When you're sharing the work of others on any platform, be sure to write a little something about why you're sharing so your audience knows your "why" behind it. Tag the person whose work you shared. This will notify them and they can see how it was shared and thank you for doing so. Every now and then I'll do what I call "Share Blasts" on instagram where I'll find a bunch of images from various photographers and I'll share them to my stories, tag the artist and give a little description of why I loved the image. This is a great community builder and not once has anyone been mad at me for doing so. If you want more info on properly sharing/tagging for each platform please ask and I'll be happy to help.

Showing support comes in many different ways. Just "liking" a post shows support. I do this a lot for the people I'm close to and see in person on a regular basis. Then when I see them we can often talk about the images or posts. Commenting is a great way to let others know your feelings about an image in a public form. Sharing is caring. Share to show support, share to share info (maybe companies you work with)

Don't Complain - Stay Positive

I am seeing more and more of this each day and it's worrisome. Complaining about things on the internet will not solve the issues you're complaining about. I am mostly seeing this from people who are upset about their reach on FB and IG. Posting on X or Threads about the lack of reach or interactions you're getting on FB and IG is not going to solve the issue. It's not like the heads of those companies are just going to wake up one day and change everything back to how it was 10 yrs ago, they can't. Even if they did, let's just imagine they decided they would show all content to all followers (or at least put it in your newsfeed). Darren (me) has 30K followers on IG and each one of those followers follows 500-2000 other accounts. Even if only 500 of those 2000 people posted that day, are you going to scroll through 500 images in a single session? Maybe you would, but I am guessing most won't. So you put your phone down and go back to work for another 4 hours. When you get home you decided to scroll through IG again and now another 849 people have posted. So my post I posted at 6am is not being seen by anyone because it's too far down in everyone's newsfeed. Timing is crucial as we want to post when we feel most people are online. The fact is simply this - there is too much content to share to everyone. My suggestion for IG is go through the accounts you follow, unfollow all the accounts you don't interact with, click the bell next to the name of the accounts you don't want to miss. This will send you a notification each time they post.

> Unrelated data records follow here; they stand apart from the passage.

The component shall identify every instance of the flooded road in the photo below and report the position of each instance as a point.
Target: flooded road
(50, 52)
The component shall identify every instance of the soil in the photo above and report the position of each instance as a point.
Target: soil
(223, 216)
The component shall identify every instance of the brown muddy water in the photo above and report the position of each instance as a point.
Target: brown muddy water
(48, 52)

I understand we all have a lot going on and being a part of the social media conglomerate isn't an easy thing to do at times, yet here we are. We really need to focus on us and decide how we can make our social media experience better for both us and others. I do believe that social media is partly responsible for mental health issues in a lot of people. Whether diagnosed or not, it plays on our emotions based on our choices and how we interact. I'd personally rather hear about people getting help and talking to friends (privately) or with a counselor/therapist who will listen and help them work through these things rather than to them come onto social media and complain to an empty void about things that are beyond their control.

Hopefully these are some things we can all remind ourselves of when we are on social media to help make it a better experience for everyone.

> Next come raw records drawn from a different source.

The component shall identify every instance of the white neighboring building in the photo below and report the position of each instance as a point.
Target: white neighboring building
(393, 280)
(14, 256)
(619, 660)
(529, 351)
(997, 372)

Thank you for taking the time to read, have a great day & see you on the web.



Great thoughts to consider, and be considerate. Thanks!

Apr 19
Replying to

Thanks Phil! Glad you enjoyed it


Thanks, Darren, good advice!

Apr 19
Replying to

Thanks Tony. Thank for taking the time to read


Great topic and a necessary periodic reminder. Back in the early days of socmed we would hold classes on techniques similar to these always reminding folks that what you put out there and how you interact defines you to your audience. You are building and reinforcing your brand. Managing your reputation.

Apr 19
Replying to

Thanks Tony!!! Appreciate the kind words!! Let’s go shoot.